Martin Pendergast(quoted at the beginning of this post), a founding member of the Cutting Edge Consortium:
“I believe Timothy Radcliffe risks idealising marriage too strongly, seeing it through his own dedicated prism of vowed celibacy. He states that “marriage is founded on the glorious fact of sexual difference and its potential fertility”. But the social and anthropological structures of marriage are rooted not in biology but in relationality. As the Hebrew Scriptures say: “It is not good for a person to be alone.” Also, what of those who clearly have no potential for fertility – are they to be prevented from marrying, limited to a version of civil unions?
“Faith communities have redefined marriage throughout their history, countenancing and rejecting polygamous marriage, allowing divorce and remarriage, and the Second Vatican Council stated that the ends of marriage are twofold, not solely based upon procreation. In medieval times the focus was so strongly on betrothal rites that marriage, in some places, was a rarity, since so few people could fulfil the social and economic requirements for a marriage to take place before the altar. And what of all those “sworn brotherhood” rites, adapted also to include same-sex female partners, identified by researchers such as Alan Bray and John Boswell?”
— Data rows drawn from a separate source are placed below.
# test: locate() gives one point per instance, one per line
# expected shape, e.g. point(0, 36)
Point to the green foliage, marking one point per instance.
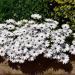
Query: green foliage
point(64, 11)
point(19, 9)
Professor Tina Beattie, director of the Digby Stuart Research Centre for Catholic Studies, University of Roehampton:
“If we want to understand the sacrament, we need to look to Christ and the Church, not to the abundant diversity of participation within that sacramental love that constitutes our bodily human relationships. I’ve been married for 37 years and I have four children, but the loving relationships of my gay friends have helped me to understand more deeply what marriage means as a partnership of equals. I hope that they in turn have been enriched by their married heterosexual friends, and have better understood what their love means within the sacramental love of Christ and the Church.
In these times of radical change in our understanding of sexuality and human dignity (especially the full and equal dignity of women in this life and not just in the life to come), maybe we heterosexuals need the marriages of our homosexual friends to help us to understand what marriage looks like when it’s not corrupted by traditions of domination and subordination.”